March 8, 2018
By Dominic J Bartolone
Contributing Editor, Fraud Friday
Fraud Friday – Construction Company Owner Sentenced in Bank Fraud Scheme
The owner of a construction company in Conway, Arkansas was sentenced to three years in federal prison and ordered to pay more than $2 million in restitution for defrauding a community bank.
Thomas Matthew Beasley, 47, owner of the construction company, Cobas, pleaded guilty to a single charge of bank fraud. The Beasley case was unusual in that he turned himself into the bank and admitted to presenting fake invoices to increase his credit line.
Between August 2015 through December 2016, Beasley created and submitted 17 invoices to Centennial Bank, totaling $2,911.617, leading the bank to believe he was owed that amount and subsequently increasing his business line of credit by that amount.
However, as Beasley hoped to expand his business to cover the added debt, his company never caught up with the shortfall. About the time the bank was prepared to confront him on his obligations in 2017, Beasley decided to come clean and confess, saying his actions were a misguided effort to keep his company afloat and pay his employees through a business slowdown.
Beasley’s Father, Tom Beasley, had done business for more than 30 years with the bank, and ultimately told the court that he sold off his farm, which he spent 40 years building, to pay off some of the debt owed to the bank.
The younger Beasley still owes the bank just over $2 million, which Judge D. Price Marshall Jr. ordered him to repay during his two years of supervised release following his prison term.

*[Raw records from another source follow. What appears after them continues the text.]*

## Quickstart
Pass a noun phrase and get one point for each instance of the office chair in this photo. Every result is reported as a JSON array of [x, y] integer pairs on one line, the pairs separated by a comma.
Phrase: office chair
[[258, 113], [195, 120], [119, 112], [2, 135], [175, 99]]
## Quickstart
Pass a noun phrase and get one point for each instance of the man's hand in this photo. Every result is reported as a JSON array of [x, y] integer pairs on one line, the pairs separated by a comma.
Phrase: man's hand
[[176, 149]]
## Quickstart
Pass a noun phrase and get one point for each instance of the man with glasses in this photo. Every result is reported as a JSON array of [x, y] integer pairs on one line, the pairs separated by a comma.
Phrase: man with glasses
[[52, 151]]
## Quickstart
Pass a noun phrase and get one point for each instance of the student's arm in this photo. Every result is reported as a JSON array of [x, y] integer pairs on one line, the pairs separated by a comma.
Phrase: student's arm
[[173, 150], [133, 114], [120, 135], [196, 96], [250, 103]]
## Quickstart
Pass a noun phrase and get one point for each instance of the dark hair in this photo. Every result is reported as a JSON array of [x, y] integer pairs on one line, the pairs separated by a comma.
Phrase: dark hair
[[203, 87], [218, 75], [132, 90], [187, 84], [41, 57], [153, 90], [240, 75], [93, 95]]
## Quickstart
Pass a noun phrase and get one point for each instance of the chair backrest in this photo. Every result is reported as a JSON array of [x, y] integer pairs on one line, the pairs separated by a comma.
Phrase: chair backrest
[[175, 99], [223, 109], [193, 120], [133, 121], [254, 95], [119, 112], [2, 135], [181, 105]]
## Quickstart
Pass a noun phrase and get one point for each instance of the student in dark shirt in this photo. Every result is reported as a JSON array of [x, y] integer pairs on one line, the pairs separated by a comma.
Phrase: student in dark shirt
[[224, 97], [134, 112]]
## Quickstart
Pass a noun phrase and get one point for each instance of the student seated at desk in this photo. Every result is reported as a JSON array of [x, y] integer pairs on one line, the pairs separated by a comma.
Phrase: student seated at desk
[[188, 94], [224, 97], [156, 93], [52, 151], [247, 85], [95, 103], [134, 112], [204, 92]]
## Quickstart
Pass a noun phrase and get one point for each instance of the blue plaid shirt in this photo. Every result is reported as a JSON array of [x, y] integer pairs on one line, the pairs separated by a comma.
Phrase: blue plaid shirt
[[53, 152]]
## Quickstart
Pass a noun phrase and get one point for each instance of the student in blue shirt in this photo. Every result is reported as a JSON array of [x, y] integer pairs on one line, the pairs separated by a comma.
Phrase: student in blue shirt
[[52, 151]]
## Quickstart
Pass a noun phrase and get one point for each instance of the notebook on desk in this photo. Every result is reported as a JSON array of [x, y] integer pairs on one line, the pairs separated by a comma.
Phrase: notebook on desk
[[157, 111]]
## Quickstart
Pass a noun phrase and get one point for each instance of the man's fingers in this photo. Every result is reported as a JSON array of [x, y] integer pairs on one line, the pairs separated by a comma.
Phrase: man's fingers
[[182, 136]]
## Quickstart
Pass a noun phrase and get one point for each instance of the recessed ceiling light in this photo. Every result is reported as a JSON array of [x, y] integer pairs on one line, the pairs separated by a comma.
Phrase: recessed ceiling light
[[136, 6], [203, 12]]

Beasley’s attorney attempted to persuade Judge Marshall into handing down a light sentence of probation or home confinement, claiming Beasley did not use the money to enrich himself, but rather to continue paying his employees after his company fell on hard financial times.

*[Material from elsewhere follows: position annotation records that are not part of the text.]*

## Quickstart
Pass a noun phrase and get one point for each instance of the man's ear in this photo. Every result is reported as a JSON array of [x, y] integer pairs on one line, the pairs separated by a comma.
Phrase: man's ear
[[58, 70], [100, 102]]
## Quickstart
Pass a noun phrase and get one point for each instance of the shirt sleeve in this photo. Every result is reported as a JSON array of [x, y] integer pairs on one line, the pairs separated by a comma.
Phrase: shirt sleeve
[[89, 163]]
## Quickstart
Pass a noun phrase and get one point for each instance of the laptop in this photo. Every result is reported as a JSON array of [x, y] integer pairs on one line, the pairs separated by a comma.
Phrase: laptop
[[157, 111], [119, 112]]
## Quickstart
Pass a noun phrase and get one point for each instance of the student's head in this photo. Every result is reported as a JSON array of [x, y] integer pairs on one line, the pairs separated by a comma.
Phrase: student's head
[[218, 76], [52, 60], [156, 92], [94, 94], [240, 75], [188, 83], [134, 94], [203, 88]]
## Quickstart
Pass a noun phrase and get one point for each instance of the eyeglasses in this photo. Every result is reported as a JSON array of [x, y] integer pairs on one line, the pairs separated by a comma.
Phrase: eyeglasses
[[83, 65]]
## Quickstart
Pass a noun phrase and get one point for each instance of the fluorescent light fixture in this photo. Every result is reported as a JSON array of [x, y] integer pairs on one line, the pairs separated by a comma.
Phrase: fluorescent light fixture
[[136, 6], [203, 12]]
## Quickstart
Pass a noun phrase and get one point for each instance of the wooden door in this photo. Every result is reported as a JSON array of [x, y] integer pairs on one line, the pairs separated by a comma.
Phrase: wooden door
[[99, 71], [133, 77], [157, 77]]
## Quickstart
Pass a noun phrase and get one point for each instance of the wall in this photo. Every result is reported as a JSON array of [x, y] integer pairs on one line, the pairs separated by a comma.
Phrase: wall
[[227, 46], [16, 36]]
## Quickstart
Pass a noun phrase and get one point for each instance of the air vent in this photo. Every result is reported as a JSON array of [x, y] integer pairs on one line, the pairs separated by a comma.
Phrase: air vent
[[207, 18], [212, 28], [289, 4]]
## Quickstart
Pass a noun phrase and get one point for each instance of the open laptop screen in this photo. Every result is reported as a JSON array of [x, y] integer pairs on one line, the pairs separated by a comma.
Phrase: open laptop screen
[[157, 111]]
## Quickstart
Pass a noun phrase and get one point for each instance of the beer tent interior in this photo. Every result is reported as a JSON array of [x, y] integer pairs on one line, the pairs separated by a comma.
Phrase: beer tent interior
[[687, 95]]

Randy Sims, president, and CEO of Home BancShares, which owns Centennial Bank, spoke on behalf of a group of bankers and creditors attending the sentencing hearing, telling the judge that, “the bank lost over $2 million.. and the Beasley family lost their property, their land.”
He also noted that Beasley took advantage of his friendship with bankers and the long-time relationship they had with his father, and that Beasley “carried out his crime methodically” and that when he created and submitted false invoices, he know what he was doing.

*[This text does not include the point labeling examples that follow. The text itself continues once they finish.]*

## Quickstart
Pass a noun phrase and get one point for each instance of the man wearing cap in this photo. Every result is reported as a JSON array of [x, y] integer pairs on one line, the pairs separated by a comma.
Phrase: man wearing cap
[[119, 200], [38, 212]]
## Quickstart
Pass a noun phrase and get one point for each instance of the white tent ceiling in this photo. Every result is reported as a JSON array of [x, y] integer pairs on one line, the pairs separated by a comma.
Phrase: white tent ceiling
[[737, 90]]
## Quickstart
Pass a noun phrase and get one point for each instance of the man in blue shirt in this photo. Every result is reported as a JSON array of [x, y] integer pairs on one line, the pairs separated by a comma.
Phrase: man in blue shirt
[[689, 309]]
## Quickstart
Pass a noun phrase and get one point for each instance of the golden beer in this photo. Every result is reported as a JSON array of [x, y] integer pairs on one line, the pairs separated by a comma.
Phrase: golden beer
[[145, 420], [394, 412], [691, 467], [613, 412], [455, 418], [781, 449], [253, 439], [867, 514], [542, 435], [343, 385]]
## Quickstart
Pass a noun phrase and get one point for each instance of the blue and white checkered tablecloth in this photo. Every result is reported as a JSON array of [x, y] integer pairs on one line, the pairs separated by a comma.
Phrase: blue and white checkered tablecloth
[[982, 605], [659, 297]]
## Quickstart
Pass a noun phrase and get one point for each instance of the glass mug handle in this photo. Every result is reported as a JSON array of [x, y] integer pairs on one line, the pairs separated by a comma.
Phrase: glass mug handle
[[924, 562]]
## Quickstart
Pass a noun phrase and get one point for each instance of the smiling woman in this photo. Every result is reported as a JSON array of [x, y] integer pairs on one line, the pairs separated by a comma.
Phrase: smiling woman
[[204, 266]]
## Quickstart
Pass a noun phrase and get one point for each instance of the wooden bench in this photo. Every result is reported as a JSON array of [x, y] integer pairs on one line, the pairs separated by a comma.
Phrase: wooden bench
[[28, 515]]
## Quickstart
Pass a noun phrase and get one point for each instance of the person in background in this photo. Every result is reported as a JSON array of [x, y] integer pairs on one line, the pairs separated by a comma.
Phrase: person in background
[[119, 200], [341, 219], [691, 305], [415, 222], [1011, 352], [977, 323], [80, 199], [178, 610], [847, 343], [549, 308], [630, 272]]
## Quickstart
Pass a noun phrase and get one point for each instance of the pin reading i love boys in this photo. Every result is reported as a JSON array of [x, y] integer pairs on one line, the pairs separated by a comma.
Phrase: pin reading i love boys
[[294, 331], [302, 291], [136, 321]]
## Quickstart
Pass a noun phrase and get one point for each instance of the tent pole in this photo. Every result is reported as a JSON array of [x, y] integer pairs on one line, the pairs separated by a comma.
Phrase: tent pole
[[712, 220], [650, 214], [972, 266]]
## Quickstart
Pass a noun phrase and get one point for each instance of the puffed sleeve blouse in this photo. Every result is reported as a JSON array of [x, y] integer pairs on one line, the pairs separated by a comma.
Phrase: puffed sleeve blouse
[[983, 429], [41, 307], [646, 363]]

At his sentencing hearing, Beasley told the court that his actions were motivated by selfishness, arrogance, and a desire to continue operating his business without outside help. He turned towards the courtroom and directly apologized to the bank and his family, saying that because of his actions, his parents nearly lost their home.
Judge Marshall said he was impressed by Beasley’s “genuine remorse” and seeing him come forward and take responsibility for his actions, but that a sentence of probation or home confinement was not appropriate in this case.
Beasley was facing up to 46 months under federal sentencing guidelines, and federal prosecutors asked the court for a sentence somewhere within those guidelines.